# Logitech G430 vs Kingston HyperX Cloud !



## rixon.d9 (Jul 4, 2015)

Need a quick Suggestion. Shortlisted the Logitech G430 and HyperX Cloud Headsets for FPS gaming and movies. Not much of online VoIP other than non gaming calls.

Logitech seems to have good surround sound in my opinion. But the HyperX Cloud has better reviews online and Logitech is around approx 20$ cheaper compared to Kingston HyperX. 

Need your expert opinions. Going to buy early as possible.


----------



## vaistorm (Jul 28, 2015)

rixon.d9 said:


> Need a quick Suggestion. Shortlisted the Logitech G430 and HyperX Cloud Headsets for FPS gaming and movies. Not much of online VoIP other than non gaming calls.
> 
> Logitech seems to have good surround sound in my opinion. But the HyperX Cloud has better reviews online and Logitech is around approx 20$ cheaper compared to Kingston HyperX.
> 
> Need your expert opinions.
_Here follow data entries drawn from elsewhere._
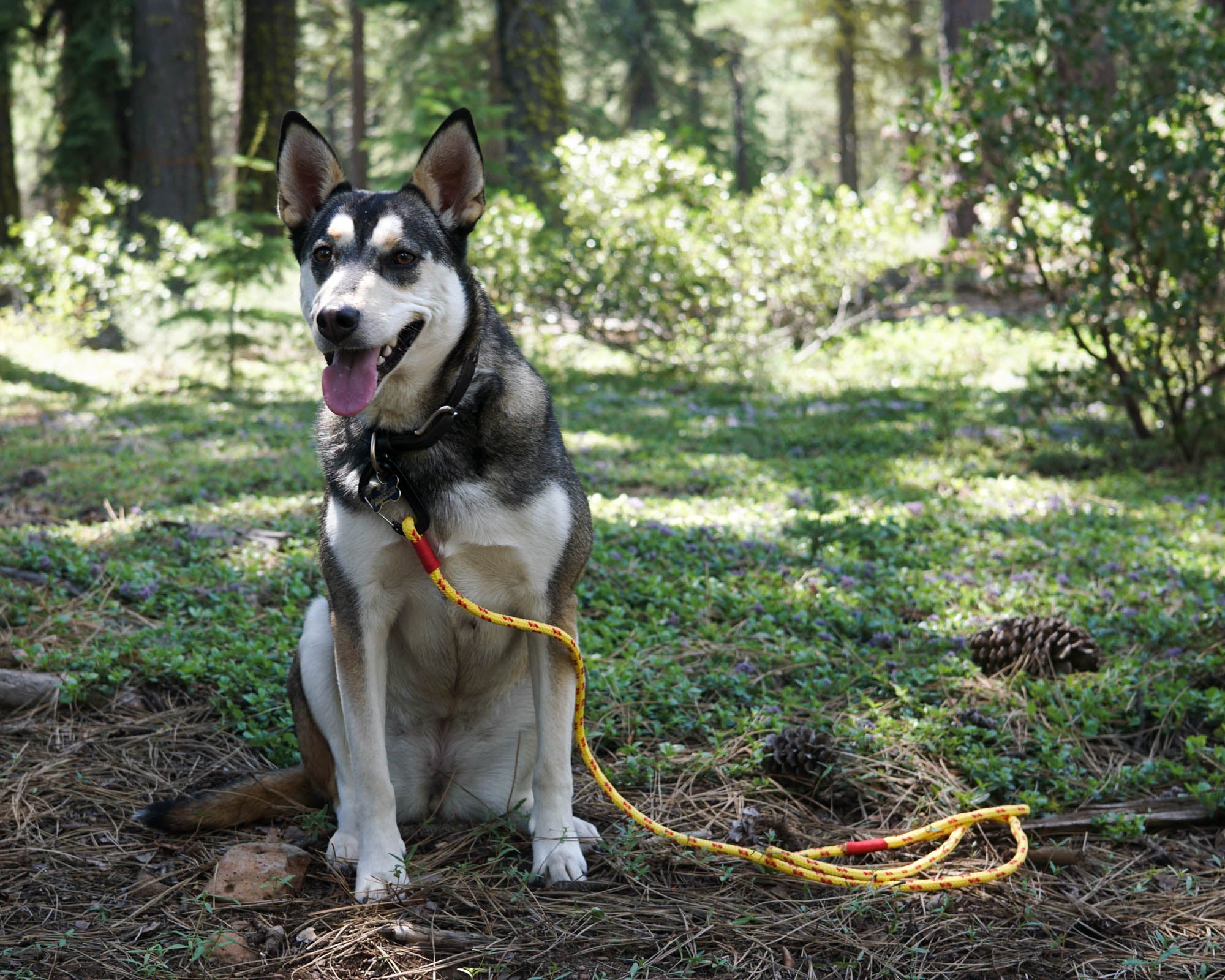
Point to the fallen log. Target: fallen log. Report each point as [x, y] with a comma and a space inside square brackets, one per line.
[1175, 813]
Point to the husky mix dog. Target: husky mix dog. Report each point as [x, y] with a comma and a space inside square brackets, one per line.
[405, 706]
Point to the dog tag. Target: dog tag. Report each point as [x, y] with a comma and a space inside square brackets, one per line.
[388, 493]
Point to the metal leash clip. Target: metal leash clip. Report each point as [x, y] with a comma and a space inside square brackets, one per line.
[385, 483]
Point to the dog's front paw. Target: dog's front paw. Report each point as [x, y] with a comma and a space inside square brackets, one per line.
[557, 856]
[382, 876]
[587, 834]
[342, 852]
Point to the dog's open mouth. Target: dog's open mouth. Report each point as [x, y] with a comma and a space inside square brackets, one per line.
[352, 375]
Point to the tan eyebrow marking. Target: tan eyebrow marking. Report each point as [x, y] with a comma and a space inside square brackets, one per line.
[388, 232]
[342, 230]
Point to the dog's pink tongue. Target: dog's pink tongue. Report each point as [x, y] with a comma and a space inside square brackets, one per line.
[350, 382]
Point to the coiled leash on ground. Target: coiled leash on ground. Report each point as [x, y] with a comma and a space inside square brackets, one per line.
[802, 864]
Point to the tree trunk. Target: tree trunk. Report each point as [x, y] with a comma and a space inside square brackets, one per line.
[643, 92]
[956, 18]
[10, 200]
[848, 150]
[739, 144]
[270, 46]
[530, 55]
[914, 69]
[92, 148]
[358, 83]
[172, 151]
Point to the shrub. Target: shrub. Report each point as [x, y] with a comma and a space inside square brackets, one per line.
[92, 271]
[235, 254]
[1097, 124]
[658, 257]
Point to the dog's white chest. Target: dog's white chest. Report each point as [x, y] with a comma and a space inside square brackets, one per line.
[442, 660]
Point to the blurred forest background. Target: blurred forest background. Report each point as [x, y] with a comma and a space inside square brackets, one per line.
[701, 184]
[695, 183]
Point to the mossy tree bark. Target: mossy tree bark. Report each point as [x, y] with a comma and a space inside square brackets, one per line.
[172, 150]
[847, 41]
[94, 144]
[530, 55]
[270, 53]
[10, 200]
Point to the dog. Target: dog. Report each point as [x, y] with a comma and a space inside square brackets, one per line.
[406, 707]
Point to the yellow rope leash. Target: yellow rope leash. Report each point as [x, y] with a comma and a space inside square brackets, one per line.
[802, 864]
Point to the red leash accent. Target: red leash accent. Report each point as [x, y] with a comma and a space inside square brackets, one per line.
[867, 847]
[429, 560]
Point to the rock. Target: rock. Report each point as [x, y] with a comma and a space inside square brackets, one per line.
[32, 477]
[258, 873]
[231, 948]
[146, 886]
[275, 941]
[23, 688]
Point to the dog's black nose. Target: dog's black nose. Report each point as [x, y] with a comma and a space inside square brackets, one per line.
[337, 323]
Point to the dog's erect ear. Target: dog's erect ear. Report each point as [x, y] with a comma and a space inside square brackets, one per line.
[307, 171]
[451, 173]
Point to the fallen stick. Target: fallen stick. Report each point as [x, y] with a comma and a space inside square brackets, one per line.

Going to buy early as possible.



I haven't used logitech over-the-ear yet. But I own a black Cloud headset and it is definitely worth it. It is kind of a package with accessories (roughly Rs. 2000 worth). Right now it is etailing for 5500 on Amazon, if it helps.


----------



## rixon.d9 (Jul 28, 2015)

Thanks already bought the Kingston HyperX Cloud. Is thery any software to be customizing the headset ?


----------